Interference with JAK-STAT signaling is known not to affect the viability of senescent cells, and we have previously observed similar effects for NFκB and p53 inhibition. Our interest was therefore directed to a factor that has not yet been studied as such, FOXO4. FOXO4 belongs to a larger mammalian family, with FOXO1 and 3 being its major siblings. FOXOs are well studied in aging and tissue homeostasis as targets of insulin/IGF signaling and as regulators of reactive oxygen species. Whereas senescence-inducing IR showed only mild effects on the expression of FOXO1 and 3, both FOXO4 mRNA and protein expression progressively increased. We therefore wondered whether FOXO4 could function to balance senescence and apoptosis. We stably inhibited FOXO4 expression using lentiviral shRNA. FOXO4 inhibition prior to senescence-induction resulted in a release of mitochondrial cytochrome C and BAX/BAK-dependent caspase-3 cleavage. In addition, FOXO4 inhibition in cells that were already senescent, but not their control counterparts, reduced viability and cell density. Together, these show that after acute damage FOXO4 favors senescence over apoptosis and maintains viability of senescent cells by repressing their apoptosis response.

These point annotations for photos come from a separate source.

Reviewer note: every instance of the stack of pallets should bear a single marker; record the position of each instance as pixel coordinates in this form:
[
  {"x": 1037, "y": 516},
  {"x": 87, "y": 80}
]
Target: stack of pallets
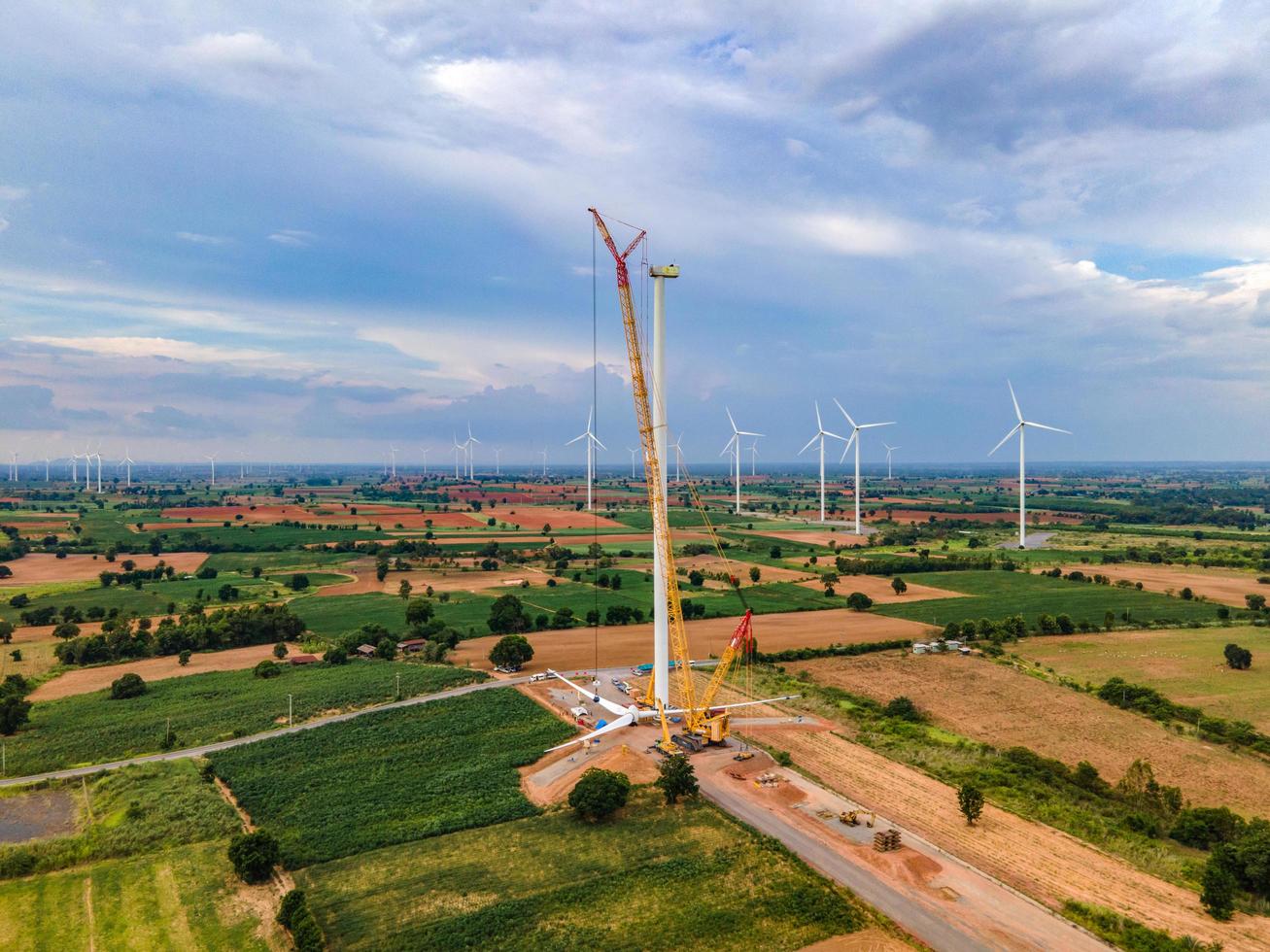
[{"x": 886, "y": 841}]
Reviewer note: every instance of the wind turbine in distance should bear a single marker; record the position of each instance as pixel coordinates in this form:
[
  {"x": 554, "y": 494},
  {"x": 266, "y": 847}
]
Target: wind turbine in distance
[
  {"x": 855, "y": 438},
  {"x": 592, "y": 442},
  {"x": 735, "y": 446},
  {"x": 1022, "y": 485},
  {"x": 678, "y": 455},
  {"x": 820, "y": 433}
]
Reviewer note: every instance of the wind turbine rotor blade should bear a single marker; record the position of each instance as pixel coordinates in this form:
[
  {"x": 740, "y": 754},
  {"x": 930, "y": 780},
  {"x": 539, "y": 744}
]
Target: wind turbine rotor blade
[
  {"x": 844, "y": 413},
  {"x": 1004, "y": 439},
  {"x": 1043, "y": 426},
  {"x": 627, "y": 720},
  {"x": 1014, "y": 401}
]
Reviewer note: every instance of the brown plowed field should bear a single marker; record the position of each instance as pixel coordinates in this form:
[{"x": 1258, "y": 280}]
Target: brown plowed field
[
  {"x": 633, "y": 644},
  {"x": 1000, "y": 706},
  {"x": 879, "y": 589},
  {"x": 41, "y": 567},
  {"x": 1224, "y": 587},
  {"x": 1037, "y": 860},
  {"x": 82, "y": 681}
]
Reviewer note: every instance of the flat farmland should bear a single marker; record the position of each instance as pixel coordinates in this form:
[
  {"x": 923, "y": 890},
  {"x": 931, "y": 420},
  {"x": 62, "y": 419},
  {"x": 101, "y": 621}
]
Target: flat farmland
[
  {"x": 619, "y": 645},
  {"x": 997, "y": 595},
  {"x": 1217, "y": 586},
  {"x": 997, "y": 704},
  {"x": 1185, "y": 665},
  {"x": 42, "y": 567},
  {"x": 179, "y": 899},
  {"x": 551, "y": 882}
]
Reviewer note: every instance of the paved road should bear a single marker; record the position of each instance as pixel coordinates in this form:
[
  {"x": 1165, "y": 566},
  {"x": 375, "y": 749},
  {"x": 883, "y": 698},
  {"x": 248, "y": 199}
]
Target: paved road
[{"x": 264, "y": 735}]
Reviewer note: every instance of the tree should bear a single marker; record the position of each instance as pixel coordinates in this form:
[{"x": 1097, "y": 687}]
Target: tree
[
  {"x": 600, "y": 794},
  {"x": 507, "y": 616},
  {"x": 1238, "y": 658},
  {"x": 859, "y": 602},
  {"x": 1217, "y": 885},
  {"x": 969, "y": 799},
  {"x": 127, "y": 686},
  {"x": 511, "y": 651},
  {"x": 675, "y": 778},
  {"x": 255, "y": 855}
]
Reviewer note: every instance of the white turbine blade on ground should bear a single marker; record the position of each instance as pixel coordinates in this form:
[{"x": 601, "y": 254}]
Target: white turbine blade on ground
[
  {"x": 844, "y": 413},
  {"x": 594, "y": 696},
  {"x": 1013, "y": 431},
  {"x": 1043, "y": 426},
  {"x": 1014, "y": 400},
  {"x": 627, "y": 720}
]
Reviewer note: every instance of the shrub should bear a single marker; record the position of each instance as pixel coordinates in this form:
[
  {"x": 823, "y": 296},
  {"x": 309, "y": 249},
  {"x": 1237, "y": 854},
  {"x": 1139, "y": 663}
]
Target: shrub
[
  {"x": 255, "y": 855},
  {"x": 127, "y": 686},
  {"x": 600, "y": 794}
]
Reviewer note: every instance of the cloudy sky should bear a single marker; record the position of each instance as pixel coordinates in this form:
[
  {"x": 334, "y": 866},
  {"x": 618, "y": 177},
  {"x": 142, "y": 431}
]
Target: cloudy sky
[{"x": 301, "y": 231}]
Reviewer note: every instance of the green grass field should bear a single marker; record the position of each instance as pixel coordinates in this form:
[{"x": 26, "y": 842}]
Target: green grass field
[
  {"x": 179, "y": 899},
  {"x": 654, "y": 878},
  {"x": 997, "y": 595},
  {"x": 1185, "y": 665},
  {"x": 394, "y": 776},
  {"x": 139, "y": 809},
  {"x": 91, "y": 728}
]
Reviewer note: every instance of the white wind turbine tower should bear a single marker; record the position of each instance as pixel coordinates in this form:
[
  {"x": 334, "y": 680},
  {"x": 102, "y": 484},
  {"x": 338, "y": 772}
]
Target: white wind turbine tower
[
  {"x": 820, "y": 433},
  {"x": 592, "y": 442},
  {"x": 855, "y": 438},
  {"x": 470, "y": 452},
  {"x": 735, "y": 447},
  {"x": 1022, "y": 485},
  {"x": 678, "y": 455}
]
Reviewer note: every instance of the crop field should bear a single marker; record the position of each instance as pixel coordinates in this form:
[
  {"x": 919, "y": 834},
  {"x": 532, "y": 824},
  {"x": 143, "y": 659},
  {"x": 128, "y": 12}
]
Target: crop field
[
  {"x": 89, "y": 729},
  {"x": 997, "y": 704},
  {"x": 547, "y": 881},
  {"x": 139, "y": 809},
  {"x": 1185, "y": 665},
  {"x": 997, "y": 595},
  {"x": 179, "y": 899},
  {"x": 393, "y": 776}
]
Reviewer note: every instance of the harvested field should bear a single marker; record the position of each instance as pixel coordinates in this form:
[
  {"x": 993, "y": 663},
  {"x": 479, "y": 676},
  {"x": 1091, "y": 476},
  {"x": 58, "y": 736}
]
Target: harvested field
[
  {"x": 1039, "y": 861},
  {"x": 633, "y": 644},
  {"x": 80, "y": 681},
  {"x": 40, "y": 567},
  {"x": 877, "y": 588},
  {"x": 1185, "y": 665},
  {"x": 997, "y": 704},
  {"x": 1224, "y": 587}
]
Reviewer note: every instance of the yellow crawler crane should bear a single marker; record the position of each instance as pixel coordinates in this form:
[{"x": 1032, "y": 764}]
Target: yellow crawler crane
[{"x": 653, "y": 476}]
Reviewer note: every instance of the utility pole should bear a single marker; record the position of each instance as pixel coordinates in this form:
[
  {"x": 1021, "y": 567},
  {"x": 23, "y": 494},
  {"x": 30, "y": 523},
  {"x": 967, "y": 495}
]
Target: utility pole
[{"x": 661, "y": 613}]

Research on peptide chemistry has shown that protein domains containing natural L-peptides can sometimes be mimicked by using D-amino acids in a retro-reversed sequence. Modification of peptides to such a D-retro inverso (DRI)-isoform can render peptides new chemical properties, which may improve their potency. As a cell penetrating peptide the D-retro inverso (DRI)-isoform of FOXO4, FOXO4-DRI, differs from other senolytic compounds by being designed around a specific amino acid sequence in a molecular target only mildly expressed in most normal tissues. Though a more thorough analysis is required, at least as far as tested here FOXO4-DRI appears to be well tolerated, which is an absolutely critical milestone to pass when aiming to treat relatively healthy aged individuals.